Mais — la rareté du ciel lorsqu’il blanchit, les rues identiques les unes aux autres, le dimanche soir en Occident…
François Rosset, Froideur, Michalon, p. 163.
Le vrai mendiant d’amour (c’est-à-dire le véritable angoissé) ne veut pas être aimé à cause, mais malgré.
Renaud Camus, « lundi 30 novembre 1998 », Hommage au carré. Journal 1998, Fayard, p. 512.
Cependant, les jeunes abandonnent ces forêts nourricières à cause des filles qui ne veulent plus vivre dans la solitude ; qui veulent être « sapées » en citadines – vont crever la faim à Clermont-Ferrand et reviennent bluffer le dimanche au pays.
Nicolas Bouvier, Il faudra repartir. Voyages inédits, Payot & Rivages, p. 61.
L’homme est un immense marécage. Quand l’enthousiasme le prend, c’est, pour le tableau d’ensemble, comme si dans un coin quelconque de ce marais une petite grenouille faisait pouf dans l’eau verte.
Franz Kafka, « Journaux », Œuvres complètes (3), Gallimard, p. 509.
Par exemple, il marche dans la rue et les magasins ne l’intéressent pas, il a l’impression d’être dans une gaine plastique bleue, les personnes sont comme des choses, les choses comme de l’eau qui coule. Cyrille, fort de ce qu’il a appris en Italie, a nommé cette affection le Syndrome de Raphaël parce qu’on a souvent rencontré un problème identique avec les peintures de Raphaël : les peintures étaient là avec toute leur beauté, mais les gens ne les voyaient pas. De nos jours, les choses sont simples, nous avons les cartels et les guides touristiques qui nous indiquent avec précision ce que nous devons trouver beau ; mais, à une époque où on était tellement moins bien organisé, les gardiens du Vatican racontaient que les gens, à la fin de la visite, réclamaient de voir les célèbres fresques de Raphaël, alors qu’ils étaient déjà passés devant sans y prêter la moindre attention.

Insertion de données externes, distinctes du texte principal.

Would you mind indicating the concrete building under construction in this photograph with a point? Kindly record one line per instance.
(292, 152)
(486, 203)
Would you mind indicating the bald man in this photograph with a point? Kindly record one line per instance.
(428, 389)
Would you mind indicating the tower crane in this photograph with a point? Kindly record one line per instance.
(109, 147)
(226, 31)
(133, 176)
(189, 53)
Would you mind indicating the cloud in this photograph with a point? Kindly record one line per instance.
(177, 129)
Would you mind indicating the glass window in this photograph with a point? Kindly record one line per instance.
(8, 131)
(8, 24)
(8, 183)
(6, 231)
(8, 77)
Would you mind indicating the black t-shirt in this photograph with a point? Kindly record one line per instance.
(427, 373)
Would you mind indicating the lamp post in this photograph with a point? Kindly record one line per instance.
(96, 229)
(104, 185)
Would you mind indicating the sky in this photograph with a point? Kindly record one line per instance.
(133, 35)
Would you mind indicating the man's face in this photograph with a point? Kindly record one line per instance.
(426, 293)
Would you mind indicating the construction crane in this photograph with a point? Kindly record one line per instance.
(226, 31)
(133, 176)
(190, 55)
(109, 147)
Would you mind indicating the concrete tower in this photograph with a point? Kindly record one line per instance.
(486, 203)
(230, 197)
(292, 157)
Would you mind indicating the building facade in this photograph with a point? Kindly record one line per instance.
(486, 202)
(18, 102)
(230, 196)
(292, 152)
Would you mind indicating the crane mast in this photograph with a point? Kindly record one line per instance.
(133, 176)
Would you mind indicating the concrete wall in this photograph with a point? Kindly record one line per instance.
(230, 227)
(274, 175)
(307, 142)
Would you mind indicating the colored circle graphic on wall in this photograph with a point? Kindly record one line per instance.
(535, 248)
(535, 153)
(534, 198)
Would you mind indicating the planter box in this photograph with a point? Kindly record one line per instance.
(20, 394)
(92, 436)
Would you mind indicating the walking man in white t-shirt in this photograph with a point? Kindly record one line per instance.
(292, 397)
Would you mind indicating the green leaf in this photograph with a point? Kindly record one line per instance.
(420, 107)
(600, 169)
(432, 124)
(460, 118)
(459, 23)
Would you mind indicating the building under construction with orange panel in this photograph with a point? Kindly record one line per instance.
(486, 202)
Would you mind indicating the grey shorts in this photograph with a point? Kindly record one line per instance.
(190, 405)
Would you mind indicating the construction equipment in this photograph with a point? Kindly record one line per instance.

Emmanuelle Pyreire, Foire internationale, Les Petits Matins, p. 19.
Le soleil se leva. Dans le jardin, après la nuit chaude et sèche, pas une goutte de rosée. En revanche, un scintillement dans le pommier : une goutte de résine exsudée d’une tige que traversaient les premiers rayons ; la plus minuscule des lampes.

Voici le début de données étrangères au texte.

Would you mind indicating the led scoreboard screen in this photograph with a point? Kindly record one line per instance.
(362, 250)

Peter Handke, Par une nuit obscure je sortis de ma maison tranquille, Gallimard, p. 26.
Le réel, le monde tangible. Le décor pratique, celui qui fait la toile de fond de notre présence au monde.
Celui que les enfants ne gouvernent pas et que leur organisent les adultes ; leur frénésie de tuteurs affairés et pressés, souvent irascibles au moment des transitions vers d’autres univers. Leur mécano du quotidien, qui a souvent pour public la distraction des petits.

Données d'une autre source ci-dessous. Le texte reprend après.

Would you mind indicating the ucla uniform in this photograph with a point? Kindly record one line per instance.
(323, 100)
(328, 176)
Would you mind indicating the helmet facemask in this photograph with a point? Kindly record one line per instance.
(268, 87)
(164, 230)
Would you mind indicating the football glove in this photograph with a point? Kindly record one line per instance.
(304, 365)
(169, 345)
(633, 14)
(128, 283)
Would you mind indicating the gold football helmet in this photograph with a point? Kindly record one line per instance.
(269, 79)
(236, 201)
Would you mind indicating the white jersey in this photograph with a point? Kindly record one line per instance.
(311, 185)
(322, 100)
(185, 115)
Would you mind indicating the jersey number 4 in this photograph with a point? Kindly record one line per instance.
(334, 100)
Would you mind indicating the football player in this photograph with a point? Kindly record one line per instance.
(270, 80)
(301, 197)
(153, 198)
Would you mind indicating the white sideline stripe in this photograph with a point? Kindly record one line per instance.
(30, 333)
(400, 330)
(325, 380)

La noria des gestes refaits chaque jour.
Les gestes opiniâtres et répétitifs, le corset de nos jours. La Maison. L’école.
Et puis le reste, ce qui ne se voit pas dans le décor. Les pensées, les envies, les rêves, les cauchemars, les détestations : la lune.
Emmanuelle Guattari, Ciels de Loire, Mercure de France, p. 99.
Toute idée féconde tourne en pseudo-idée, dégénère en croyance. Il n’est guère qu’une idée stérile qui conserve son statut d’idée.
Emil Cioran, « Le mauvais démiurge », Œuvres, Gallimard, p. 711.
Et c’est un vrai printemps qui est venu, terriblement jeune. Il resplendit avec trop d’éclat pour nos yeux.
Sigismund Krzyzanowski, Rue Involontaire, Verdier, p. 22.